Autumn has come in with a bang thanks to storm Ali. It’s a reminder to get ready for the winter season. Have you a backup generator and is it serviced and ready to go in the event of a power cut? Are sheds ready for housing? Now is the time to fix up any gates, doors or barriers that are broken.

Be thinking ahead to next spring when cows are calving and you’re busy. What can you do now to make handling and moving animals easier? Extra gates or penning can save a lot of time when you’re busy. Water supplies were cut off during the heavy frosts last winter. Do pipes need more insulation and do you need more water storage?

You have until the end of October to spread slurry but don’t wait until land becomes too wet to travel. Don’t forget to service tractors and loaders before the heavy-use period when animals are housed.

Winter feed

At the Ploughing Championships this week, part of the fodder demonstration at the Journal stand dealt with winter feeding when silage is scarce. The point was made that if short of silage, you can’t just feed silage as normal along with extra meal and expect that cows will eat less silage. Unless silage is restricted, the cows’ overall diet will increase. The result will be fatter cows, a big meal bill and an empty silage pit.

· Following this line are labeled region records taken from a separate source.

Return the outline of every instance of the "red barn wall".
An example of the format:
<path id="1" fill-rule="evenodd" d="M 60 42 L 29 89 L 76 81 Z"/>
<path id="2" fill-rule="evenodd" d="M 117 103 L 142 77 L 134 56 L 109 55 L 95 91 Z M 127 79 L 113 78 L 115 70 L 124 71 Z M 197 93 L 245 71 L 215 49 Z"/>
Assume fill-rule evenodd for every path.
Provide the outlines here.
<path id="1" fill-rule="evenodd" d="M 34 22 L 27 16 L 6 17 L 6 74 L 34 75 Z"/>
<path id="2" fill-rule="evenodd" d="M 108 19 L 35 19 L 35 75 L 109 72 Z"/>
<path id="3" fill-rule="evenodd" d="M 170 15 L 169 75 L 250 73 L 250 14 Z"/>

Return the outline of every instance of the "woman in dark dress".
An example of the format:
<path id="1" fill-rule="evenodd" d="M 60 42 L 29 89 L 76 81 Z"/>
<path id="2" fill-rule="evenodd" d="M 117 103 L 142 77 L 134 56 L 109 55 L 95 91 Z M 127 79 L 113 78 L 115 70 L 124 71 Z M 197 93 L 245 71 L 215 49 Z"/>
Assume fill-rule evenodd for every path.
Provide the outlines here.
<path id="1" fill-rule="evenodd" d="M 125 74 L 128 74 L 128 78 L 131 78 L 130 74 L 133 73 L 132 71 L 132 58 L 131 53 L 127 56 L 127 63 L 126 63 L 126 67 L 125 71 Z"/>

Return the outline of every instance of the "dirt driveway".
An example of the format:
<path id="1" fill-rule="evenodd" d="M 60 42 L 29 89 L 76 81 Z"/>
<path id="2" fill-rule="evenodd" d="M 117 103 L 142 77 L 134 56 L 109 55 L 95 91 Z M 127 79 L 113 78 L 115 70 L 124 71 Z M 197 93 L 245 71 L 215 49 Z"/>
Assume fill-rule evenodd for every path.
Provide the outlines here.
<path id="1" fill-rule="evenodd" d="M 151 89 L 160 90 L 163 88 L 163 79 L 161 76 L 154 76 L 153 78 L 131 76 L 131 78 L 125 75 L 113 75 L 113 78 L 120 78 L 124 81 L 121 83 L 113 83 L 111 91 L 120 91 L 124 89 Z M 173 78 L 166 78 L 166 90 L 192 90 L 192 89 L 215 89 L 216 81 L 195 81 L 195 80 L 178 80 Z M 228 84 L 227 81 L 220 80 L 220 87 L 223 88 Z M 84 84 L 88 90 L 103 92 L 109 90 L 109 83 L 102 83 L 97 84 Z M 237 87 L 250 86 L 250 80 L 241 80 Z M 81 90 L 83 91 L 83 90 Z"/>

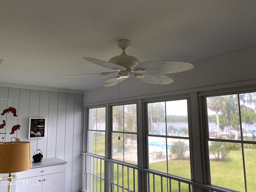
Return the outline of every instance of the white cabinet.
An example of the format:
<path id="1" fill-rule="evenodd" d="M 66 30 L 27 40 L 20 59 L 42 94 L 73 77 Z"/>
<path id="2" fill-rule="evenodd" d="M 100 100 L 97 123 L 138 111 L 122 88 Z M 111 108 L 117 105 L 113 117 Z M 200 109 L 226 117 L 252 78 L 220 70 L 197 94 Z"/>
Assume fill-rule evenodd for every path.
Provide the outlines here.
<path id="1" fill-rule="evenodd" d="M 16 173 L 17 192 L 65 191 L 66 164 L 43 164 L 44 166 L 36 164 L 36 168 Z"/>

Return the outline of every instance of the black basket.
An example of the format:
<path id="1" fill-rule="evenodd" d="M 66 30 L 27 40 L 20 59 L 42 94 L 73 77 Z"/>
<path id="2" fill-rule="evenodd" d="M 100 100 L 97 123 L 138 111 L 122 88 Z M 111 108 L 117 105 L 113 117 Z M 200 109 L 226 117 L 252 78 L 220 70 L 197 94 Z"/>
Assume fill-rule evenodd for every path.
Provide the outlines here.
<path id="1" fill-rule="evenodd" d="M 35 153 L 36 151 L 41 151 L 41 153 L 39 152 L 39 153 L 36 154 L 35 155 Z M 33 162 L 34 163 L 38 163 L 38 162 L 41 162 L 42 161 L 42 159 L 43 158 L 42 153 L 43 152 L 40 149 L 37 149 L 34 152 L 34 155 L 33 156 Z"/>

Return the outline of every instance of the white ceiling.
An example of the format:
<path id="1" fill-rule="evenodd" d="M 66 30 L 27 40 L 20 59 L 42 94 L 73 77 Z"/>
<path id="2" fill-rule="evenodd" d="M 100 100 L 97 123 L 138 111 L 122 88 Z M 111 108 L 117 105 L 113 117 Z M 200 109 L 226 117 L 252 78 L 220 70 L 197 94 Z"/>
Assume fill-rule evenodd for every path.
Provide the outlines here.
<path id="1" fill-rule="evenodd" d="M 141 62 L 256 45 L 256 1 L 0 0 L 0 82 L 86 90 L 116 74 L 55 77 L 111 72 L 83 57 L 108 61 L 119 39 Z"/>

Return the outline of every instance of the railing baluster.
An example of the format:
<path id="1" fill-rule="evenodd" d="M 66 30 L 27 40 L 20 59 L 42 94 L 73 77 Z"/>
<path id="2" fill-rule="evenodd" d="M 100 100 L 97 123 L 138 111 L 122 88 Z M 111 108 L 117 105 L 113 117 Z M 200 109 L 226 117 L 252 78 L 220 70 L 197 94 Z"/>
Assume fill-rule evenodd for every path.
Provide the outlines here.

A typical 5ft sheargrab will hold about 1.1m3 of silage, which is about 200kg of silage dry matter, depending on how dry the silage is. If you’re about 10% short of silage, then you will probably need to feed 2kg of meal per day to dry cows along with 10kg DM of silage. So one 5ft sheargrab will feed 20 cows for 24 hours along with two 20kg bags of meal. It makes a lot more sense to front-load meal feeding to the pre-Christmas period. You don’t want to be messing around with meal feeding to dry cows when you’re in the middle of calving. If this means feeding more supplement in November and December and all silage after Christmas, then so be it. Some farmers are considering buying their pre-calver mineral in the nut this year.

Metric v Imperial

Bags per acre, units per acre and cwt per acre are past their sell-by date at this stage. Fertiliser is sold in tonnes, fertiliser spreaders are calibrated in kg/ha and scientific advice is given in kg/ha. To convert kg/ha to units/acre, you multiply by 0.8. To convert units/acre to kg/ha, you divide by 0.8. Fertiliser advice on this column will now be given in kg/ha of nitrogen, phosphorus, and sulphur. For example, a fertiliser recommendation of 40kg N/ha is the same as 32 units/acre of nitrogen. To work out how much product to use, divide the percentage of nitrogen in the bag into the desired rate per hectare.

For example, to spread 40kg N/ha of 46% urea, you divide 40 by 0.46, which is 87kg/ha of urea. So a 375kg bag of urea will cover 4.31 hectares. If using 27% CAN, you divide 40 by 0.27, which is 148kg/ha. So a 500kg bag of CAN will cover 3.38 hectares. Differentiate between straight N, P and K in kg/ha and the product, eg CAN, urea in kg/ha.